Association du patrimoine artistique asbl
Yves Bosquet
Association du patrimoine artistique
Ce sont des effigies de femmes, simples et belles, comme on en croise parfois dans la rue ou sur la plage. De vraies femmes, bien en chair, loin de toute imagerie glacée : une jolie baigneuse, une jeune fille d’allure vive, une belle poissonnière d’Ostende, à l’air encore un peu enfant, une Viennoise élégante, une Berlinoise attifée à sa façon… Mais au lieu de s’échapper dans la foule, et de disparaître, elles sont là devant nous, et restent posées candidement, laissant ressortir avec force leur naïve beauté. Le regard est lointain, comme absorbé dans une rêverie prolongée. Elles s’y abandonnent un instant, et ce moment s’éternise. Elles ont les yeux fixés sur un horizon que nous ne voyons pas. Peut-être ont-elles accès à cette éternité qui nous est refusée ? Il est certain qu’elles nous survivront, et ce ne sont pas les quelques conventions vestimentaires les rattachant à notre époque qui les empêcheront de traverser le temps.
Curieusement, celles qui sont habillées semblent parfois plus nues, comme si du contact entre ce présent, fait de modes ou d’étoffes reconnaissables, et ce lointain où elles nous projettent naissait un court-circuit un peu indécent, un léger choc, nous livrant au sentiment aigu de la contingence. Nous les contemplons et, subrepticement, elles nous font entrer dans leur état, comme si, par contagion, nous devenions, à notre tour, songeurs, un peu plus vulnérables, peut-être, mais capables de regarder au-delà de l’immédiat, avec un peu plus de sérénité, en si bonne compagnie.
Si elles expriment quelque chose, ce n’est pas par le biais de sentiments ou d’humeur. La psychologie et l’expression sont des catégories très neuves. Nul ne contestera leur existence, mais il n’est pas certain qu’elles manifestent tout de l’être. L’âme est une idée beaucoup plus ancienne, gréco-romaine. Et c’est elle sans doute qui se manifeste dans ces statues. Leur regard naît, en partie, du vide de leurs yeux, creusés irrégulièrement où se produit une légère vibration, au contact de lumières changeantes. Ce gouffre, où ne restent que poussière et lumière, nous prend dans son magnétisme, et nous suggère peut-être ce qui nous attend.

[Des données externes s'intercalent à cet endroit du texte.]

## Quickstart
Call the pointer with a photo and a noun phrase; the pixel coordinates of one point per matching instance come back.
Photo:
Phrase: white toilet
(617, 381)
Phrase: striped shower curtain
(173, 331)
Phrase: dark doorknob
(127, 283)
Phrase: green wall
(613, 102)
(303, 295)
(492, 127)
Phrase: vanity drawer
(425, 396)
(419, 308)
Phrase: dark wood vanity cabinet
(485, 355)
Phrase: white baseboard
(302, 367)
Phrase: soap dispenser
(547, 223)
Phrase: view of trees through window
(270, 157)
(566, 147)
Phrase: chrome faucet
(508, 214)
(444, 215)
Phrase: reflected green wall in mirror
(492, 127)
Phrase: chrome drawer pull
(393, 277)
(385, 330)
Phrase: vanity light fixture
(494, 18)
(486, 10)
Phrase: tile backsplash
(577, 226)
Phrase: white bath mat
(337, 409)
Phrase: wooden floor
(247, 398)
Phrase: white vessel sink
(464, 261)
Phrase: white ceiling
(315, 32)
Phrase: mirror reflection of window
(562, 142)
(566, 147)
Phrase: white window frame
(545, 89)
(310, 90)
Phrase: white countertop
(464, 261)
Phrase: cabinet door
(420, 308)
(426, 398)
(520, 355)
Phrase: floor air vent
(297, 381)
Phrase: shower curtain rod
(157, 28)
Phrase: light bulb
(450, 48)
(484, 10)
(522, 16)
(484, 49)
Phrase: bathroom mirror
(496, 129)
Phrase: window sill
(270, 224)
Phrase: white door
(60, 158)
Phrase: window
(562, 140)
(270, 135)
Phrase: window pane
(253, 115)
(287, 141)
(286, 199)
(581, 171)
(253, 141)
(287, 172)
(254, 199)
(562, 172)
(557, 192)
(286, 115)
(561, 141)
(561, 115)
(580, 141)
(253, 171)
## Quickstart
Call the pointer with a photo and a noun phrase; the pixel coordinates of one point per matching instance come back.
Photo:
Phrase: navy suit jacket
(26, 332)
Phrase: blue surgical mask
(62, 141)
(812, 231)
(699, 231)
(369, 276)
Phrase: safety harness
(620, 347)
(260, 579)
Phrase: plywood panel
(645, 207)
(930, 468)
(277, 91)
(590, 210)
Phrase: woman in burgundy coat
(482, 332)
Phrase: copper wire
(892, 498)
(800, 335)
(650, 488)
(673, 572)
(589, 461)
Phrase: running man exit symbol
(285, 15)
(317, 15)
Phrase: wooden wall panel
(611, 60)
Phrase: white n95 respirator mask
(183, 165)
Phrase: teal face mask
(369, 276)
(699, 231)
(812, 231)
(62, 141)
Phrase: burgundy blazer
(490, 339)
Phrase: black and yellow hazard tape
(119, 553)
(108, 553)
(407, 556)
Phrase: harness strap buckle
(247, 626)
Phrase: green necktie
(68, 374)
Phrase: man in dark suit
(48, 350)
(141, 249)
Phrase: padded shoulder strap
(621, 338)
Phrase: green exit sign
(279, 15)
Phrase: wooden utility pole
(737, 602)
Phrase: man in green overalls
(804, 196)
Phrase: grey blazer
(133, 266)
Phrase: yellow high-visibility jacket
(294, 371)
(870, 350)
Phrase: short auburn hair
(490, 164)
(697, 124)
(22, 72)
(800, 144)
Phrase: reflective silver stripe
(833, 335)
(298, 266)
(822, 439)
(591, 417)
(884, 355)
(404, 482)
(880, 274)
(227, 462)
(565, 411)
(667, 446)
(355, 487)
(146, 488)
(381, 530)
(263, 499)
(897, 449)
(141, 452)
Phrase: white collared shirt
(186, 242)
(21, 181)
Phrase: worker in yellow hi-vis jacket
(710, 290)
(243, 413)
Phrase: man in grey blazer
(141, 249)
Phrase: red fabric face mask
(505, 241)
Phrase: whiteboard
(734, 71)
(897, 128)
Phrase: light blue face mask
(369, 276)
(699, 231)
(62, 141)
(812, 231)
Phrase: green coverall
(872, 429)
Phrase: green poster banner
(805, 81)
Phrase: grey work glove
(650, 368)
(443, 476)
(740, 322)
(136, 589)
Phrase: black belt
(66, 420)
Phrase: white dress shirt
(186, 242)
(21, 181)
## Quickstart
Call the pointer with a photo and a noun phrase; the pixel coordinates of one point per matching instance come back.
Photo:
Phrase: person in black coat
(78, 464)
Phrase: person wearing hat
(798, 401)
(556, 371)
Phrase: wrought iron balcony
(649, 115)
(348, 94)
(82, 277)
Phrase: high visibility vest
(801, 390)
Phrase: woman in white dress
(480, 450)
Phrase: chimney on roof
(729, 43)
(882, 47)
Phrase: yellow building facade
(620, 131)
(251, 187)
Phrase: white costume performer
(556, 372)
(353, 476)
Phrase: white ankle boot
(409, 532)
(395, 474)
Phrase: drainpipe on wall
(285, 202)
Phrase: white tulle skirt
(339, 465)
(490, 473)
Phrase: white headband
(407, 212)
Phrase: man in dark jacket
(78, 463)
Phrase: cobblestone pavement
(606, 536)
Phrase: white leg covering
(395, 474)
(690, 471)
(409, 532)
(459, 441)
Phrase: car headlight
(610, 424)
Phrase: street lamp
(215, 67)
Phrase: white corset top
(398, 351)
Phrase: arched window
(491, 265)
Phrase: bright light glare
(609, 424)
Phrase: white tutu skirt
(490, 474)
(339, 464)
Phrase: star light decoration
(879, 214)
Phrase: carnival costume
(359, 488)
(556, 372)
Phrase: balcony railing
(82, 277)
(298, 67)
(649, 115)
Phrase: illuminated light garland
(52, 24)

Le bois, qui n’admet aucun repentir, oblige à la synthèse. Sa contrainte a servi de guide et conduit à une facture qui donne à ces visages leur intensité, leur tranquillité, leur force d’archétypes, et leur confère cette allure de pythies. Certaines de ces effigies sont cependant des portraits, réalisés autrement, par modelage, en terre, et en cherchant la ressemblance. Elles suivent alors un autre guide, mais obéissent à la même exigence de synthèse entre ce qui se voit et ce qui se laisse deviner au-delà de l’enveloppe formelle.
Un jour, d’autres générations les recevront en héritage. C’est le lot de tous les objets qui nous entourent. Devenues, avec les ans, des statues d’ancêtres, elles seront regardées avec passion par des arrière-petits-enfants. Ils interrogeront comme nous ces traits impassibles, chercheront à comprendre quel signe cette grand-mère, encore si jeune, ce grand-oncle, encore enfant, a voulu envoyer à une probable postérité. Et ils se diront peut-être que cette époque du tournant de deux millénaires n’était pas aussi sotte et légère qu’on l’a dite. Ni aussi désespérée.
C’est le même regard appuyé qui nous conduit vers des sous-bois, des forêts, des horizons lointains ou même des objets que nous devinons, dans quelques matières assemblées. Une sorte d’abstraction concrète qui cherche obstinément un sens, creuse les êtres et les choses, et finalement leur fait murmurer leur existence, dans un ensoleillement silencieux ou mystérieux.